Lines Written On My Mother's 90th Birthday
I begin the day with ordinary things -
shower, feed the cat, have breakfast.
I go online and check the forums, add
a few words of encouragement where I can.
An email finally from the agent where I sent
my last submission:
Your story is moving and well told but I'm afraid
we don't think we'd be able to interest a mainstream
publisher in taking it on. We're very sorry to disappoint
and wish you luck with all your future writing.
No need for the apology. No disappointment felt.
It's all as I expected, really.
I make a mug of tea and sit quietly musing,
watching Daisy look out of the window at
the passing traffic. The people.
The doorbell rings - a rare enough thing
these days. But this, too, is expected.
My new jeans - my present to myself this day.
I put them one. Then my coat and walking boots.

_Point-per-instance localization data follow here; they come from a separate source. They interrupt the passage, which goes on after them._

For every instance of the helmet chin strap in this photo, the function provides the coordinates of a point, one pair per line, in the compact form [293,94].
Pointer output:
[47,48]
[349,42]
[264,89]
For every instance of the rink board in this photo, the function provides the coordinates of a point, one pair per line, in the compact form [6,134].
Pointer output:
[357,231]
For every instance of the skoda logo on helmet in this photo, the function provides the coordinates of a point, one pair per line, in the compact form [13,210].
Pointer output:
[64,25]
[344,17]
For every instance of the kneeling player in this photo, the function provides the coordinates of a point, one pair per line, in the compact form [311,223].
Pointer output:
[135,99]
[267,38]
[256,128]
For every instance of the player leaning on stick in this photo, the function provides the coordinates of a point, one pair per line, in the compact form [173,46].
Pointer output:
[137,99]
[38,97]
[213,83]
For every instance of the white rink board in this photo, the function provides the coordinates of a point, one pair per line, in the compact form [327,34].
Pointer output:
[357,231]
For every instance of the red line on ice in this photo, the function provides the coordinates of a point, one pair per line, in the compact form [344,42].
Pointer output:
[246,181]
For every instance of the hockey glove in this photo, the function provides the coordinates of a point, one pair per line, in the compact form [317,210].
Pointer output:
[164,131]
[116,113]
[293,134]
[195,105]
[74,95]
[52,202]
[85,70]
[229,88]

Now I'm set for the thing that matters.
The thing the day is really all about.
Rain threatens, and I consider the car,
but decide to risk it. I walk to the
High Street and head along, past charity shops,
take-aways, faces set to their own business.
I branch off at the crossing, slip down
side roads and alleyways to the seafront.

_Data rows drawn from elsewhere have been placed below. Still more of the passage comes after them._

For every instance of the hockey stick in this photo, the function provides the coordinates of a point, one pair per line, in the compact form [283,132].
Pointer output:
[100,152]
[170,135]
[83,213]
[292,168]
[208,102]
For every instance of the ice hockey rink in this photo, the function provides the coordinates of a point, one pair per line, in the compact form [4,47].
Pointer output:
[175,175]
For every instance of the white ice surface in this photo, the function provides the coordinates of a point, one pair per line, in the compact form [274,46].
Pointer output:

From there, along the beach to the downs -
a scrabbly spread of grass and gorse - and
up to the place I need to be. I see it there,
ahead of me, along the path the dog-walkers
take - the path she took so many times herself,
with dogs and without.
At the stone seat on the top,
where she would sit,
I stop to take the view.
The sea - calm, green as peppermint tea. The
turbines turning slow cartwheels out there.

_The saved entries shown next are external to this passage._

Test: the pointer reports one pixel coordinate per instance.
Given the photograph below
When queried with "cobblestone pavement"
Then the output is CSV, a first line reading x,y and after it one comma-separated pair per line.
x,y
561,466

A container ship passing in a swatch of sun.
The town to my left, the cliffs to my right,
and me here, at this high point, and
the whole wide world out there, beneath
a sky suddenly filled with light as the clouds
burn away. The trees and bushes around me.
People walking along the prom - like insects,
so far down and away.
The place we scattered her ashes, a year ago.
"Hello, mum" I say. "Happy birthday.
Ninety you would have been today.
And you would have loved it
as it is. Cold. Bright. Still."
I stand silent and listen.
The waves on the shingle.
People calling for dogs.
The wind, strumming through branches -
skeletal fingers, searching out the right key.
And then I hear it...
I look hard and see it, in a nearby bush.
A robin, come to greet me.
A tiny smudge of satin flame in the day.
It hops from branch to branch, getting closer.
Finally, I can almost reach out my hand to
touch it - its eye fixed intently on me and
nothing else. Like it sees something in me.
Like it's sent to me - a messenger, to tell me
what I need to hear, and to know: that
I'm not alone. Not today. Not ever.
For a long half-minute, I'm pinned by its
eye. I cannot move. And nor does the
world. Everything stops. And I feel her
there. Her presence. I hear her voice and
laughter. I know she's there. The weight
of my entire life lifts from me, as a feather
on a whisper.
Then the robin flits away, and the spell is
"Goodbye, mum," I say. "I know you're there.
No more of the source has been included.